GeminiWarrior · 25/04/2018 09:25

Oh my god OP. I’ve binged all 3.

I’m so sorry she has (seemingly randomly) become so... nuts. It’s bullying. You’ve handled it well (and more calmly than I would have!)

Unreasonableunreasonableness · 25/04/2018 12:26

And a response;
'You are so frustrating! '

OP posts:
Lizzie48 · 25/04/2018 12:27

Those posters who are complaining don't want to hide the thread. They want to come on and sound superior to the rest of us, and show us how grown up they are.

You're handling this brilliantly, @Unreasonable

Lizzie48 · 25/04/2018 12:27

This reply has been deleted

Message withdrawn at poster's request.

eddielizzard · 25/04/2018 12:28

'and you are harassing me'

ReanimatedSGB · 25/04/2018 12:32

Hahaha, you're doing excellent work OP. Don't respond. While ignoring the mad cunt will infuriate her, it's a way of retaining the moral high ground and is more fun, too - but engaging with her just takes up more of your time and will just mean she steps up her demands.

Remember that you owe her nothing more than calm, polite indifference.
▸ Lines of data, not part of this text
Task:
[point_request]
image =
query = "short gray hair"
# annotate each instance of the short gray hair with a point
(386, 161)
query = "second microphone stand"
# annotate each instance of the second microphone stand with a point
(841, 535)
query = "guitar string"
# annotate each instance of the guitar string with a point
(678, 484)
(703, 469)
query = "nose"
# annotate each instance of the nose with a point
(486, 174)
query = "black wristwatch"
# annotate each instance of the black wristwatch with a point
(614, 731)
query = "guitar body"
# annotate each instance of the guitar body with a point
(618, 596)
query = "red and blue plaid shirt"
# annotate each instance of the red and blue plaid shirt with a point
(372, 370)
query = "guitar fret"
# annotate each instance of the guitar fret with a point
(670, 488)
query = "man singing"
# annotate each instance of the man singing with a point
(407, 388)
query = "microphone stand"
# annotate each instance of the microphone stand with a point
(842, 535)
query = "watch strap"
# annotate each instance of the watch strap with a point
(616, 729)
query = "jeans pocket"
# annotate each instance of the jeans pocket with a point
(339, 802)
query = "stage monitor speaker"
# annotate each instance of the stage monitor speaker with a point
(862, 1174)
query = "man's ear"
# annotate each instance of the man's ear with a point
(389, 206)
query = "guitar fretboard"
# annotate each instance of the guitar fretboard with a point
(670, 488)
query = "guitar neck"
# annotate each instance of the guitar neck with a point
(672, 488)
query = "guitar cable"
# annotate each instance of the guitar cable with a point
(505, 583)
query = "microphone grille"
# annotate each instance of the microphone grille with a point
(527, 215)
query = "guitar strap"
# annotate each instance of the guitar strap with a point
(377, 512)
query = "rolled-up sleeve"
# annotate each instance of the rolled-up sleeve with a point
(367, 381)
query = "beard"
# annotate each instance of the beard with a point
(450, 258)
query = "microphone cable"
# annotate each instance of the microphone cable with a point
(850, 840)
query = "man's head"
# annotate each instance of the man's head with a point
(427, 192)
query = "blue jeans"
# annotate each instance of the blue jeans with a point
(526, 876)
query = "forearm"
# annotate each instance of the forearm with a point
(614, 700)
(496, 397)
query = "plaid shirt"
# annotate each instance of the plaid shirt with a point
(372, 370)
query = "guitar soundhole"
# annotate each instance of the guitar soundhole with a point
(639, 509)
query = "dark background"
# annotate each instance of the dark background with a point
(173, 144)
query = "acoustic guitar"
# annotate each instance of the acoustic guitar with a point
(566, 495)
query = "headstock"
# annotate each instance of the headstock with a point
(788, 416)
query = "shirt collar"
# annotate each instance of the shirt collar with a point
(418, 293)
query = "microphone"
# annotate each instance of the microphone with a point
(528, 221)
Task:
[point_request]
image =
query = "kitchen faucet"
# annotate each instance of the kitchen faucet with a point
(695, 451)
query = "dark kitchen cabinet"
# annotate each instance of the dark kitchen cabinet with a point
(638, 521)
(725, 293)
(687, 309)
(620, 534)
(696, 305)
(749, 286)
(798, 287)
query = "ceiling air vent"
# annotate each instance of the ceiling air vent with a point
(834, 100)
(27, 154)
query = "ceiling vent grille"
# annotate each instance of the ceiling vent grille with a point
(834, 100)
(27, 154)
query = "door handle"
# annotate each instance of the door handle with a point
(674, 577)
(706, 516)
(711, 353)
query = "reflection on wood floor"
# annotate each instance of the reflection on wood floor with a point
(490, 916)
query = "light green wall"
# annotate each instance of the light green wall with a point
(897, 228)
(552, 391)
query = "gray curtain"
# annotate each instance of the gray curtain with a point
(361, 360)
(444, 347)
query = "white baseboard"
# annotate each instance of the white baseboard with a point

You don't owe her time or attention, you don't owe her money, and you don't have to stroke her ego by letting her 'win' in any way.

DontWannaBeObamasElf · 25/04/2018 12:32

You’re frustrating her because you’re not getting into an argument. That’s what she wants. For you to get angry so she can play the victim.

TomRavenscroft · 25/04/2018 12:34

Hang on, you mean she's texted you ''You are so frustrating!'?

Confused

Christ on a bike.

She really needs to get a life.

I'd just send your suggested 'Don't worry about it, see you at group on Friday!' and then block the weirdo.

zzzzz · 25/04/2018 12:36

This reply has been deleted

Message withdrawn at poster's request.

Storminateapot · 25/04/2018 12:37

I think I'd have to say 'I don't know what you want from me. Please just drop it and let's move on, everything is fine. See you Friday.'

Dobby1sAFreeElf · 25/04/2018 12:38

She's like a toddler having a tantrum.
Like don't says, she's trying to get a rise out of you so she can play victim. Don't let her. Even if you're paddling hard beneath the surface, keep that calm above water face on.